Gene complexity in eukaryotic genomes
One of the most challenging issues of molecular biology is the concept of gene. Although remarkable technological advances and improved knowledge of eukaryotic genomes, we do not know yet the exact number of genes for any available eukaryotic organism. As a consequence, it is basic to adopt an operative gene definition in order to uncover unexplored genomic information. Bioinformatics and computational techniques are indispensable to pursue such challenging task. They enable researchers to detect and improve gene structures as well as explore and investigate post-transcriptional phenomena as alternative splicing and RNA editing that greatly increase the complexity of eukaryotic genomes. Here I present an overview of the actual concept of gene as well as computational methodologies to investigate alternative splicing and RNA editing by recent sequencing technologies.

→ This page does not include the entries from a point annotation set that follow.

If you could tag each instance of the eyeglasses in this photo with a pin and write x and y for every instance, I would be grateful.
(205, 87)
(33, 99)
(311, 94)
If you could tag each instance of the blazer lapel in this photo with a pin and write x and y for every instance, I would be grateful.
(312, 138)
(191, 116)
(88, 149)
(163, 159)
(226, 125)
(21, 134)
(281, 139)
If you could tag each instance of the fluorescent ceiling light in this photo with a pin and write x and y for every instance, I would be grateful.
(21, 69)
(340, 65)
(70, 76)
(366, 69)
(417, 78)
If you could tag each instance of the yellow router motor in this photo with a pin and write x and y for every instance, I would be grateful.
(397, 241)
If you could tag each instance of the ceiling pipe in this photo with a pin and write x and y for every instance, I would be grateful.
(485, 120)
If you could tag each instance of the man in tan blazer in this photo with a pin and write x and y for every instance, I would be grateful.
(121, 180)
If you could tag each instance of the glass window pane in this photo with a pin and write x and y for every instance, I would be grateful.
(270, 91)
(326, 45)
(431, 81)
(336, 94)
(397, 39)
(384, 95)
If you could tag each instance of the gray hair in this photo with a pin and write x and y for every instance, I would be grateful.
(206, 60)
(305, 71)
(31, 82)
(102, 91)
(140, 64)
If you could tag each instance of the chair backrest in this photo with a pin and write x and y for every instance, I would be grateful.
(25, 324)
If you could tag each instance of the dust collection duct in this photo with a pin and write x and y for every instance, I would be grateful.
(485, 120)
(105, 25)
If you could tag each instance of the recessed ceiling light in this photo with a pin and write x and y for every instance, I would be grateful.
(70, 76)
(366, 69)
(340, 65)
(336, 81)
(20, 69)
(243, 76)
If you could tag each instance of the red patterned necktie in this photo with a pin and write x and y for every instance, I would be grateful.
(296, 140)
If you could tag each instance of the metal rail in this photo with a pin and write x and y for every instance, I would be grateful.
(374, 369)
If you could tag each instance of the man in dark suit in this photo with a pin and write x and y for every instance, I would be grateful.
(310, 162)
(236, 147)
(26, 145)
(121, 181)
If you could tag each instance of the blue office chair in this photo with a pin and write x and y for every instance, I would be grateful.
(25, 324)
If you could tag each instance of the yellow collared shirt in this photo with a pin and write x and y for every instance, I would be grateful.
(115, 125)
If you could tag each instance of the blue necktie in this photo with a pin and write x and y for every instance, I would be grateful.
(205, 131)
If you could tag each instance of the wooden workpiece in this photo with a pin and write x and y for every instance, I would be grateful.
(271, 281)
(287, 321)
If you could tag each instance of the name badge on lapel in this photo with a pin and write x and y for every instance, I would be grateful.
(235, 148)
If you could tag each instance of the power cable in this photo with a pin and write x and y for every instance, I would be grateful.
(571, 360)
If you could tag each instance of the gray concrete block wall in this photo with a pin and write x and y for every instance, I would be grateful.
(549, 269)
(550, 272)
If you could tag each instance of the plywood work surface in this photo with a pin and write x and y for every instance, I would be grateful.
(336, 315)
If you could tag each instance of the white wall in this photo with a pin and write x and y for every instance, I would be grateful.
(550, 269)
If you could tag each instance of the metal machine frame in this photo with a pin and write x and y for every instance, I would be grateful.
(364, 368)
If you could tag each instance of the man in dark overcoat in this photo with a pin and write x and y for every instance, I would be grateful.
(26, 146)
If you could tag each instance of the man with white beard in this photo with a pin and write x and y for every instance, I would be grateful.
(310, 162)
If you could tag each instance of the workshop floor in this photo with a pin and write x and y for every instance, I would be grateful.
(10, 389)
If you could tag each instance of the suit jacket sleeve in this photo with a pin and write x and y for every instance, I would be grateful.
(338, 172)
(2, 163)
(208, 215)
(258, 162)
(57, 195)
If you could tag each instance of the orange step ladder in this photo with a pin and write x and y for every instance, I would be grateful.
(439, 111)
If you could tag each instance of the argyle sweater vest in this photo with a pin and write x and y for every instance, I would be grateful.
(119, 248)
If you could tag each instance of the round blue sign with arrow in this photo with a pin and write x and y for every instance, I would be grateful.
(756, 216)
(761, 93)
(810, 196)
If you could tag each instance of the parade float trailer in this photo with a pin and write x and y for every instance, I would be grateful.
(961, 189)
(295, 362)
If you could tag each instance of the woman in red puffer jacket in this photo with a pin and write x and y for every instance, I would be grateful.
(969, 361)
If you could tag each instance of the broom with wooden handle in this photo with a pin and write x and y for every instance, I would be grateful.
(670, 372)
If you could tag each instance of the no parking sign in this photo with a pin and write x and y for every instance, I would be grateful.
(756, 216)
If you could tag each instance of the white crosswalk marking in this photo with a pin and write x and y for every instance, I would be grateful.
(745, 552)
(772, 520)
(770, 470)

Techniques for the inference of large-scale gene networks
Gene expression regulation is a complex process involving many actors at different stages (chromatin structure, mRNA transcription and degradation, post-transcriptional modifications, translation). Therefore, only small subsystems have been presently characterized with a detailed model, and to analyse the overall combination of regulations a high-level simplification is used, called gene network, where each gene-gene interaction may represent a complex cascade of molecular events. A variety of methods to infer gene networks from gene expression datasets will be described, together with established tools to validate their performances.

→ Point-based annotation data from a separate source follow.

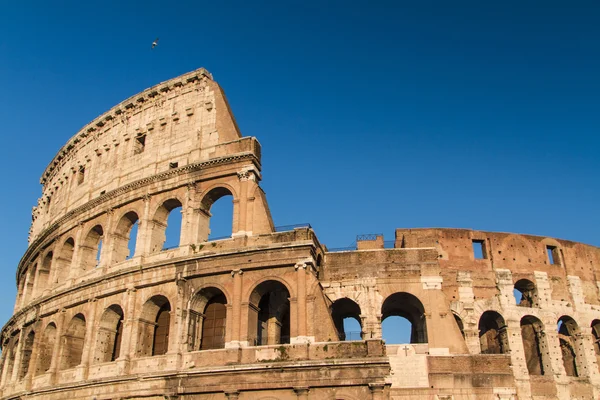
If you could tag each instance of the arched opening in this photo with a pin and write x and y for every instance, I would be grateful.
(44, 273)
(21, 290)
(168, 213)
(11, 356)
(346, 317)
(525, 293)
(399, 311)
(72, 342)
(173, 228)
(154, 327)
(46, 348)
(29, 282)
(493, 337)
(269, 314)
(217, 217)
(535, 346)
(460, 324)
(91, 247)
(26, 355)
(568, 340)
(208, 317)
(64, 259)
(125, 237)
(110, 332)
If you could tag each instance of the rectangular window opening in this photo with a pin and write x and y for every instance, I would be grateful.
(139, 144)
(479, 249)
(81, 175)
(553, 256)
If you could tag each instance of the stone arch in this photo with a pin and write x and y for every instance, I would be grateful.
(209, 197)
(569, 341)
(340, 310)
(269, 313)
(9, 364)
(46, 348)
(154, 326)
(207, 319)
(528, 291)
(73, 341)
(91, 247)
(159, 223)
(407, 306)
(493, 337)
(264, 279)
(537, 356)
(44, 272)
(122, 237)
(110, 334)
(64, 260)
(26, 353)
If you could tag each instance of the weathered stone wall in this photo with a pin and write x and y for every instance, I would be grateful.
(259, 315)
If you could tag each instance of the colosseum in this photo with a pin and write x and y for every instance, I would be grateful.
(261, 313)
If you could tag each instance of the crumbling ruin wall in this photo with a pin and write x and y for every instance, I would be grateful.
(260, 314)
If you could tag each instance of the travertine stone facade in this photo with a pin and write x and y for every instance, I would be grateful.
(104, 311)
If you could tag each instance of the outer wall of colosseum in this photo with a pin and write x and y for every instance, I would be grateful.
(259, 314)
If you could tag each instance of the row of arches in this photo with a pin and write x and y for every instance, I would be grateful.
(493, 337)
(398, 310)
(205, 319)
(98, 245)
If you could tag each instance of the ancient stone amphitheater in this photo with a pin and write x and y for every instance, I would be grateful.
(260, 314)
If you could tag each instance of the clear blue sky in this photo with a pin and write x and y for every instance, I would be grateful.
(481, 115)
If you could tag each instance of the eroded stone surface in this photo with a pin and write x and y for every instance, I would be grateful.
(259, 314)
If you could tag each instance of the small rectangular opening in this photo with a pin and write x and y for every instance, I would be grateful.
(139, 144)
(81, 175)
(479, 249)
(553, 256)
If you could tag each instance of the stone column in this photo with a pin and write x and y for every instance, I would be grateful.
(35, 354)
(243, 176)
(106, 245)
(144, 239)
(128, 326)
(301, 296)
(586, 350)
(377, 391)
(232, 394)
(75, 267)
(89, 340)
(55, 363)
(235, 321)
(18, 356)
(179, 315)
(301, 392)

Atrial fibrillation is an abnormal rhythm originating in the upper chambers of the heart afflicting 2–3 million people in the US alone and whose incidence rises with increasing age. Due to the “graying of our population”, an estimated 12–16 million Americans will be affected by 2050. Not only is its incidence of epidemic proportions, its morbidity is also significant because of its association with increased risk of both thromboembolism and stroke. The heartbeat under normal conditions is initiated by an electrical impulse that propagates diffusively through the heart and elevates the voltage at each cell, producing an action potential. The electrical waves that propagate, without damping, through the heart can exhibit complex dynamics and instabilities such as period-doubling bifurcations, alternans, two-dimensional spiral waves, three-dimensional scroll waves, and spatiotemporal turbulence (fibrillation) that can compromise the heart’s ability to contract and pump blood efficiently. In this talk I will present an overview of my research in this field.

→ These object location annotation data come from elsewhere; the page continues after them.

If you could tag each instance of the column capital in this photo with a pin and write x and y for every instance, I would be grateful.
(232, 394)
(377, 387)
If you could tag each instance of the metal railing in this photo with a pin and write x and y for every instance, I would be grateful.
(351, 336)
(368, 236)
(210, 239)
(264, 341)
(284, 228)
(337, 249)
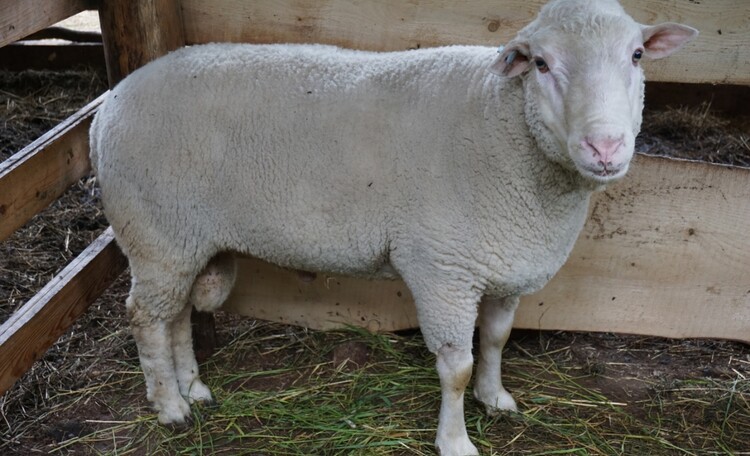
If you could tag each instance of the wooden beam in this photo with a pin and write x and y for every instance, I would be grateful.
(665, 252)
(719, 55)
(37, 175)
(134, 33)
(31, 330)
(20, 18)
(26, 56)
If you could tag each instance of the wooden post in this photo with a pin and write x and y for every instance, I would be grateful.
(136, 32)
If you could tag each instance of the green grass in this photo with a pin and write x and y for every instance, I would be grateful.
(278, 393)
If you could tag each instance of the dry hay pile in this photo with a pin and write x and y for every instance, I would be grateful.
(285, 390)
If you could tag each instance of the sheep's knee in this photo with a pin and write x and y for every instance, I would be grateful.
(454, 369)
(213, 285)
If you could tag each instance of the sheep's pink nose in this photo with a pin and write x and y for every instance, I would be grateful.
(604, 148)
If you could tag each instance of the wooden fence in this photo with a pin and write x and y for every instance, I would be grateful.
(623, 274)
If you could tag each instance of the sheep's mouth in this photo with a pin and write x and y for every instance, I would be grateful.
(603, 174)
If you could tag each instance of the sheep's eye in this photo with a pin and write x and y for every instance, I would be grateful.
(541, 65)
(637, 55)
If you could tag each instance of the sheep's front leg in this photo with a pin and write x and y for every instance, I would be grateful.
(495, 322)
(186, 367)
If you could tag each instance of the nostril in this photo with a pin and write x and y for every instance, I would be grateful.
(604, 148)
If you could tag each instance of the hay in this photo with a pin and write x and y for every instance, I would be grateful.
(694, 133)
(285, 390)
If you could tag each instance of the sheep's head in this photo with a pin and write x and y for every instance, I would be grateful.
(580, 60)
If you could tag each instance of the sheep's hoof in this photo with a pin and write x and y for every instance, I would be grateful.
(200, 393)
(500, 401)
(456, 447)
(175, 414)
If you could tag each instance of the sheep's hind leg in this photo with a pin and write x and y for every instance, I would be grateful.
(186, 367)
(155, 352)
(209, 291)
(495, 323)
(157, 300)
(454, 369)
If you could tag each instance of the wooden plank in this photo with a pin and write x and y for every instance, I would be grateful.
(20, 18)
(19, 57)
(719, 55)
(135, 33)
(37, 175)
(664, 252)
(31, 330)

Multi-level modeling of molecular biology systems
Most systems biology models focus on analizing the behavior of pathways or networks. To have a model that can be analyzed and useful to generate new hypothesis, one starts by describing its structure and then defines the parameters necessary to obtain temporal behaviors of the entities in the model. A less explored dimension is the organizational level at which the system is studied. In this presentation I investigated the effect of vaccination on a cancer hierarchical structure through a multi-level model representing both population and molecular aspects. The population level is modeled by a system of Ordinary Differential Equations (ODEs) describing the cancer population’s dynamics. The molecular level is modeled using the Petri Net (PN) formalism to detail part of the proliferation pathway. Moreover, i describe a new methodology which exploits the temporal behavior derived from the molecular level to parameterize the ODE system modeling populations. A multi-level model describes the inter-dependencies between population and genetic levels, and it can be efficiently used to estimate the efficacy of drug and vaccine therapies in cancer models, given the availability of molecular data on the cancer driving force.